New Liffey Bridge (Credit: Charlie Heasman)

Over 10,000 people have submitted suggestions on the naming of Dublin’s latest bridge.

Dublin City Council confirmed this number, which showed the enthusiasm of Dublin residents towards the new bridge, which is situated between Marlborough Street and Dawson Street.

The council’s Commemorative Naming Committee hope to have a recommendation ready for a city councillors’ vote in mid-July.

Suggested names reflect many popular figures including scientist Earnest Walton; activist and trade unionist Rosie Hackett, who was involved in the 1913 Lockout and 1916 Rising; and writer Maeve Binchy.

A campaign organised by the Abbey Theatre group gathered 2,300 votes to name the bridge The Abbey Bridge, whilst GAA supporters voted to honour 15-times All-Ireland camogie champion Kay Mills.

The three most recent bridges were named after Samuel Beckett, Seán O’Casey and James Joyce.

Just two of the 23 bridges over the Liffey have female names – Sarah’s bridge at Islandbridge and the Anna Livia bridge at Lucan.

Chairman of the Commemorative Committee Councillor Dermot Lacey said, “There is definitely an argument for naming the bridge after a woman.”

He also said that the committee would prefer to honour someone who was deceased for at least 20 years.

However, O’Connell Bridge street trader Philip Killeen believes that Maeve Binchy’s name should be seriously considered.

“She was one of Ireland’s true talents, for other reasons besides nationalism.
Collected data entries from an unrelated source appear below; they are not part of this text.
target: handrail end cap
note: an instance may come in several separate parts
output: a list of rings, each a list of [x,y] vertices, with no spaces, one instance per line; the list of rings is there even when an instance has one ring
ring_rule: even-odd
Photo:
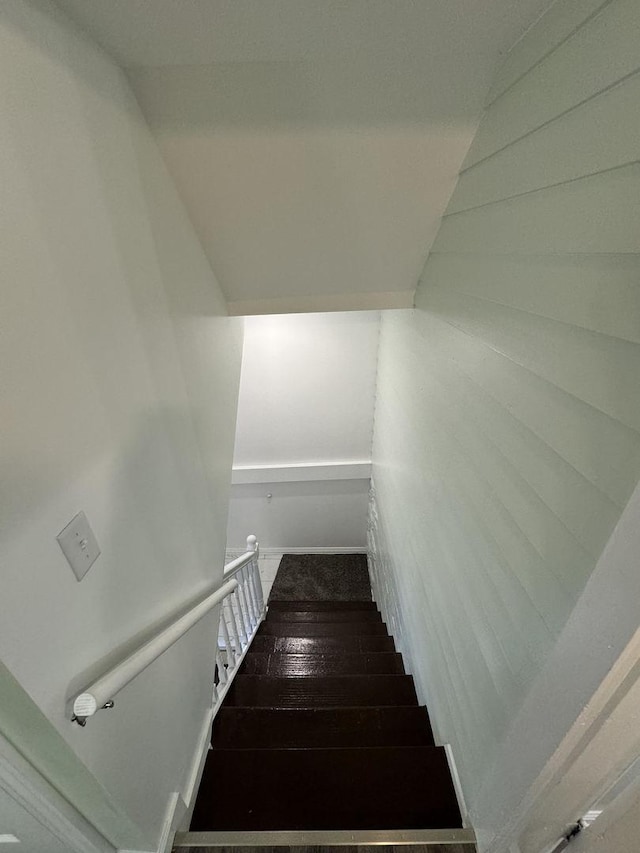
[[[81,693],[73,700],[73,713],[76,717],[92,717],[98,710],[98,703],[92,693]]]

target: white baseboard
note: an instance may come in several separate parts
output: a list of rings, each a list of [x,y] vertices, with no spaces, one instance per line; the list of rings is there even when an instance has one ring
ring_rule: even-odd
[[[462,818],[462,826],[466,828],[469,826],[469,812],[467,811],[467,804],[465,802],[462,785],[460,783],[460,775],[453,755],[453,748],[450,743],[444,744],[444,754],[447,756],[447,764],[449,765],[449,773],[451,774],[453,788],[456,792],[458,808],[460,809],[460,817]]]
[[[198,738],[198,743],[195,752],[193,753],[191,770],[187,775],[187,781],[182,791],[182,800],[185,804],[185,809],[180,819],[180,829],[188,829],[189,824],[191,823],[193,809],[196,804],[196,794],[200,787],[200,780],[204,772],[204,764],[207,760],[207,753],[211,743],[211,726],[213,725],[214,712],[215,707],[212,707],[207,711],[202,724],[202,729],[200,730],[200,737]]]
[[[158,846],[151,851],[151,853],[171,853],[173,837],[178,829],[183,810],[184,801],[180,794],[177,791],[174,791],[169,797],[169,802],[167,803]],[[150,853],[150,851],[125,850],[120,848],[118,853]]]
[[[227,562],[231,561],[235,557],[244,554],[245,549],[242,546],[238,546],[237,548],[227,548],[225,560]],[[272,548],[263,548],[260,546],[260,556],[261,557],[281,557],[283,554],[366,554],[367,546],[366,545],[336,545],[334,547],[327,548],[318,548],[314,545],[309,545],[308,547],[302,548],[287,548],[284,546],[281,547],[272,547]]]
[[[160,836],[160,841],[158,843],[158,853],[171,853],[171,849],[173,847],[173,836],[176,834],[176,830],[180,825],[184,809],[185,802],[176,791],[169,798],[167,816],[165,818],[162,835]]]
[[[3,694],[3,698],[5,698]],[[69,853],[109,853],[101,835],[49,780],[0,732],[0,792],[34,818]],[[8,831],[8,828],[7,828]],[[18,849],[23,845],[18,844]],[[7,845],[7,849],[9,845]]]
[[[200,730],[200,737],[198,738],[198,744],[193,754],[191,770],[187,776],[187,781],[182,791],[182,799],[187,804],[187,807],[193,805],[192,800],[195,800],[195,793],[198,790],[198,785],[200,784],[200,777],[202,776],[202,771],[204,769],[204,762],[207,757],[207,752],[209,751],[214,710],[214,708],[210,708],[204,718],[202,729]]]
[[[204,763],[207,758],[207,752],[209,751],[213,712],[214,709],[209,708],[205,715],[182,793],[174,791],[169,797],[160,840],[153,853],[171,853],[173,838],[176,832],[189,828],[193,809],[196,804],[196,794],[204,771]],[[143,853],[143,851],[119,850],[118,853]],[[144,851],[144,853],[147,853],[147,851]]]
[[[260,548],[263,557],[276,556],[277,554],[366,554],[366,545],[353,545],[350,547],[334,548]]]

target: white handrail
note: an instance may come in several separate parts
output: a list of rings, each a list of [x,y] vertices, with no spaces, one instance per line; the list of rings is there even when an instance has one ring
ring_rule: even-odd
[[[223,625],[222,649],[227,653],[227,661],[221,664],[219,651],[214,653],[218,667],[218,677],[221,684],[227,688],[231,683],[231,673],[235,671],[241,657],[248,648],[249,643],[255,636],[258,625],[264,614],[264,602],[262,600],[262,585],[258,571],[258,543],[255,536],[247,539],[249,550],[237,560],[227,564],[224,572],[224,583],[214,590],[210,595],[192,607],[187,613],[172,622],[171,625],[159,631],[146,643],[133,651],[128,657],[116,664],[105,675],[89,684],[76,695],[73,700],[72,720],[81,726],[86,725],[87,717],[92,716],[100,708],[112,708],[113,697],[122,690],[130,681],[139,675],[144,669],[160,657],[160,655],[176,643],[196,622],[206,616],[217,604],[228,599],[230,602],[230,616],[222,609],[221,622]],[[238,578],[235,577],[240,570],[246,568]],[[253,590],[260,588],[260,595],[248,594],[249,585],[253,584]],[[235,593],[235,596],[232,596]],[[233,599],[235,598],[235,612]],[[246,624],[247,630],[238,635],[236,625],[236,612],[241,624]],[[229,621],[228,621],[229,620]],[[229,632],[230,628],[230,632]],[[233,637],[233,645],[230,637]],[[226,692],[226,690],[224,691]],[[214,700],[221,697],[214,687]],[[219,704],[219,703],[218,703]]]
[[[73,713],[76,717],[90,717],[99,708],[103,708],[113,697],[122,690],[136,675],[139,675],[149,664],[160,657],[163,652],[177,642],[189,628],[199,622],[216,604],[238,587],[238,581],[230,580],[219,589],[196,604],[188,613],[165,628],[144,645],[136,649],[129,657],[109,670],[102,678],[94,681],[73,702]]]

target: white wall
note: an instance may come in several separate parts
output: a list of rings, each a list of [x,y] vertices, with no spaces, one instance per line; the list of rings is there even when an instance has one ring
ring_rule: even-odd
[[[376,585],[482,849],[491,768],[532,782],[502,745],[640,476],[640,7],[600,5],[560,0],[509,55],[416,309],[382,320]]]
[[[266,547],[365,546],[379,322],[246,319],[230,547],[252,531]]]
[[[65,700],[221,576],[241,327],[120,70],[52,5],[10,2],[0,80],[1,656],[151,849],[210,705],[213,619],[86,729]],[[55,537],[80,509],[102,554],[78,583]]]
[[[379,321],[246,318],[234,467],[371,458]]]

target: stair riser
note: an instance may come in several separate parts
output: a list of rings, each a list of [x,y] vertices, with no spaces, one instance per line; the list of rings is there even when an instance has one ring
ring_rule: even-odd
[[[404,675],[402,655],[261,655],[244,659],[243,675]]]
[[[395,652],[392,637],[273,637],[258,635],[251,650],[262,654],[367,654]]]
[[[441,748],[216,749],[207,757],[191,829],[417,829],[460,823]]]
[[[236,749],[434,745],[426,708],[416,707],[223,707],[211,742]]]
[[[377,610],[375,601],[269,601],[269,610],[325,610],[335,613],[339,610]]]
[[[376,705],[416,705],[413,679],[408,675],[276,678],[236,676],[224,700],[227,707],[317,708]]]
[[[385,637],[382,622],[263,622],[258,636],[273,637]]]
[[[267,622],[382,622],[382,616],[377,610],[339,610],[337,613],[327,610],[271,610],[267,613]]]

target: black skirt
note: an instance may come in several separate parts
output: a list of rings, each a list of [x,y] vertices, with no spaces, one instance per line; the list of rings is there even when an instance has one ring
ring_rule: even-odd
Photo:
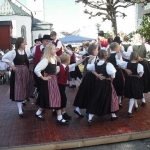
[[[87,112],[98,116],[111,112],[112,87],[109,80],[97,80]]]
[[[124,96],[129,99],[143,98],[143,91],[138,77],[126,76]]]
[[[73,64],[73,63],[70,63],[70,64]],[[71,77],[71,78],[74,78],[74,79],[76,79],[77,77],[78,77],[79,79],[82,78],[82,74],[81,74],[81,72],[80,72],[78,66],[75,67],[75,71],[71,71],[71,72],[70,72],[70,77]]]
[[[150,92],[150,65],[149,62],[145,59],[143,59],[143,61],[139,61],[139,63],[144,67],[144,74],[140,79],[142,90],[143,93],[148,93]]]
[[[79,87],[73,106],[86,109],[94,93],[96,77],[92,72],[88,72]]]
[[[122,96],[124,91],[124,75],[120,68],[117,68],[116,70],[117,72],[115,79],[113,80],[113,86],[116,90],[117,95]]]

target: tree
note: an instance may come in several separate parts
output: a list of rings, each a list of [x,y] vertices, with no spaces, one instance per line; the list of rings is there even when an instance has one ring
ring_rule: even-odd
[[[140,29],[130,33],[128,36],[132,38],[134,34],[140,33],[147,40],[147,42],[150,42],[150,15],[143,16],[141,26],[142,27]]]
[[[116,17],[125,17],[126,14],[121,12],[119,8],[127,8],[134,3],[125,2],[124,0],[76,0],[76,2],[82,2],[85,4],[85,7],[88,6],[90,8],[96,9],[97,12],[94,14],[93,12],[84,10],[84,13],[89,14],[90,17],[102,16],[103,21],[110,20],[112,23],[112,33],[113,35],[117,35],[117,20]]]

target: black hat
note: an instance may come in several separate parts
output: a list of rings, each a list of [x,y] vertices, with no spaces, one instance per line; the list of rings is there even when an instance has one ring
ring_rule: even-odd
[[[41,39],[41,38],[39,38],[39,39],[35,39],[35,40],[34,40],[34,42],[35,42],[35,43],[36,43],[37,41],[42,42],[42,39]]]
[[[100,30],[100,31],[98,32],[98,35],[103,37],[103,36],[104,36],[104,31]]]
[[[42,40],[51,40],[50,35],[43,35]]]
[[[114,41],[113,42],[117,42],[118,44],[120,44],[122,41],[120,40],[120,37],[119,36],[116,36],[114,38]]]
[[[73,49],[72,45],[71,44],[68,44],[66,47],[70,47],[71,49]]]

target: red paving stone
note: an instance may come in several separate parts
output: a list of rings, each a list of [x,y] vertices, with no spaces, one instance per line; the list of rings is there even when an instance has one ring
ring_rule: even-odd
[[[43,116],[46,121],[35,117],[37,106],[30,99],[24,106],[25,117],[18,115],[17,105],[9,99],[9,86],[0,86],[0,148],[22,145],[72,141],[102,136],[112,136],[150,130],[150,94],[146,95],[147,105],[140,107],[133,118],[127,118],[128,100],[123,100],[123,108],[118,112],[118,120],[111,122],[110,115],[94,117],[91,127],[86,118],[78,118],[73,113],[73,100],[77,89],[67,88],[67,112],[72,116],[68,126],[56,125],[56,117],[51,110]],[[141,101],[139,101],[139,104]],[[85,113],[85,110],[82,110]]]

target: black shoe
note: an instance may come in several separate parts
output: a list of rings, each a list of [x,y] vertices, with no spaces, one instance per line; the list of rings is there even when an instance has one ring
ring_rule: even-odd
[[[121,96],[121,100],[123,100],[124,96]]]
[[[141,106],[143,107],[143,106],[145,106],[145,105],[146,105],[146,102],[142,102]]]
[[[64,113],[62,116],[63,116],[63,119],[65,119],[65,120],[71,120],[72,119],[72,117],[69,116],[67,113]]]
[[[134,108],[134,111],[138,111],[138,109],[139,109],[139,107],[135,107],[135,108]]]
[[[69,87],[70,85],[69,84],[66,84],[66,87]]]
[[[131,118],[131,117],[133,117],[134,115],[132,114],[132,113],[129,113],[128,112],[128,118]]]
[[[19,116],[22,117],[24,115],[23,111],[19,113]]]
[[[37,114],[35,114],[35,116],[36,116],[38,119],[40,119],[41,121],[45,121],[45,118],[44,118],[43,116],[37,115]]]
[[[116,117],[111,117],[111,121],[114,121],[114,120],[116,120],[116,119],[118,119],[117,116],[116,116]]]
[[[119,108],[122,108],[122,107],[123,107],[123,106],[122,106],[122,104],[120,103],[120,104],[119,104]]]
[[[29,99],[29,98],[26,98],[26,100],[29,101],[30,99]]]
[[[69,88],[74,89],[76,88],[76,85],[71,85]]]
[[[84,115],[82,115],[82,114],[79,114],[76,110],[74,110],[74,113],[75,114],[77,114],[79,117],[81,117],[81,118],[83,118],[84,117]]]
[[[55,110],[55,111],[52,111],[52,115],[53,115],[53,116],[57,116],[56,110]]]
[[[92,126],[92,120],[88,120],[89,126]]]
[[[57,120],[57,124],[68,125],[69,122],[67,120],[61,119],[61,120]]]
[[[26,106],[26,101],[23,101],[23,102],[22,102],[22,105],[23,105],[23,106]]]

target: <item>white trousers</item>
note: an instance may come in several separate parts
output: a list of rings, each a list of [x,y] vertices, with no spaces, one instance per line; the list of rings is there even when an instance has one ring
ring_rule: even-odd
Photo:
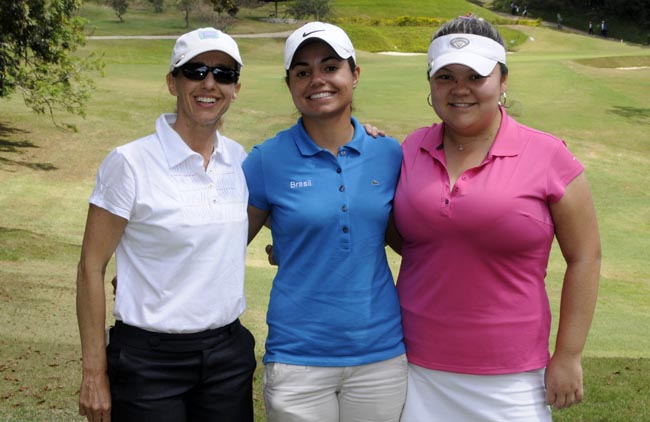
[[[347,367],[269,363],[268,422],[398,422],[406,397],[406,356]]]
[[[467,375],[409,364],[401,422],[550,422],[544,369]]]

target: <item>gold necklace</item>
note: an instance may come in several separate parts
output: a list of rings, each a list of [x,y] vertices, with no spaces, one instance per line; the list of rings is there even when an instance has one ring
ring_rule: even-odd
[[[458,143],[456,141],[452,141],[451,139],[447,138],[446,136],[443,138],[443,143],[446,143],[445,141],[448,141],[450,144],[455,145],[456,149],[458,151],[462,151],[465,149],[465,145]]]

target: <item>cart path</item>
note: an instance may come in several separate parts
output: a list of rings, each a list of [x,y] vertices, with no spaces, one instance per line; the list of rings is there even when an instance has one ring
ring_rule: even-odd
[[[233,38],[287,38],[293,31],[263,32],[259,34],[228,34]],[[89,35],[88,40],[175,40],[179,35]]]

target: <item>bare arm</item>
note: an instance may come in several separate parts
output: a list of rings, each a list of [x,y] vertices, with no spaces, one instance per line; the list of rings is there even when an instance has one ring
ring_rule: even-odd
[[[268,211],[263,211],[255,208],[252,205],[248,206],[248,243],[250,244],[257,233],[260,232],[262,226],[267,222],[269,217]]]
[[[111,397],[104,338],[104,276],[126,223],[127,220],[94,205],[88,209],[77,266],[77,321],[83,359],[79,414],[89,421],[110,421]]]
[[[386,227],[386,243],[388,243],[388,246],[390,246],[398,255],[402,255],[402,236],[400,236],[397,231],[395,215],[392,212],[388,219],[388,227]]]
[[[593,200],[583,174],[551,205],[562,255],[567,263],[562,285],[555,352],[546,369],[546,401],[558,409],[582,401],[582,350],[587,341],[600,275],[600,237]]]

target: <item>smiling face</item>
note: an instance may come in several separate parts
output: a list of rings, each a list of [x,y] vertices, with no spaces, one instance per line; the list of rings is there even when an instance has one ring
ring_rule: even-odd
[[[303,119],[350,114],[358,81],[359,67],[352,71],[347,60],[320,41],[298,49],[287,76],[293,102]]]
[[[507,81],[499,65],[488,76],[460,64],[444,66],[429,79],[433,109],[447,130],[481,136],[501,118],[498,103]]]
[[[220,51],[208,51],[190,60],[209,67],[236,69],[236,62]],[[226,113],[230,103],[237,98],[240,84],[222,84],[208,73],[205,79],[194,81],[178,72],[176,76],[167,74],[167,87],[176,97],[177,118],[174,128],[183,135],[193,129],[215,130]]]

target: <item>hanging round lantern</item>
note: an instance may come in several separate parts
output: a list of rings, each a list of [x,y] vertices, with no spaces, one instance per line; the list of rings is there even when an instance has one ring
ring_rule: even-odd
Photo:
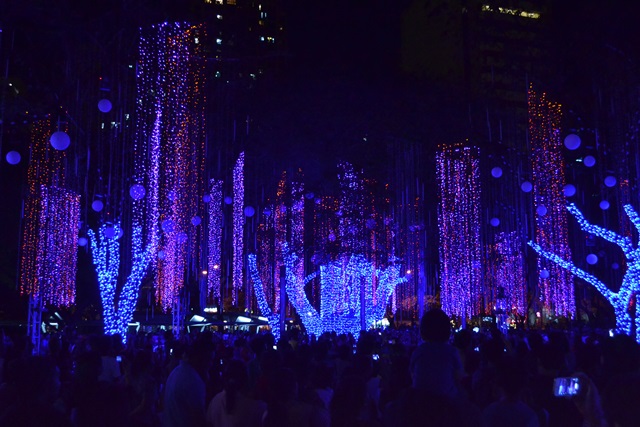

We shouldn’t have to wait years after her death to acknowledge one of Dublin’s legends,” he said.

The deadline for public suggestions closed on Friday 19 April, with Charlie Haughey, Phil Lynott, Bram Stoker and James Connolly also in the mix.

On completion the new bridge, funded by the Department of Transport, Tourism and Sport, will provide a thoroughfare over the Liffey for buses, Luas, cyclists and pedestrians.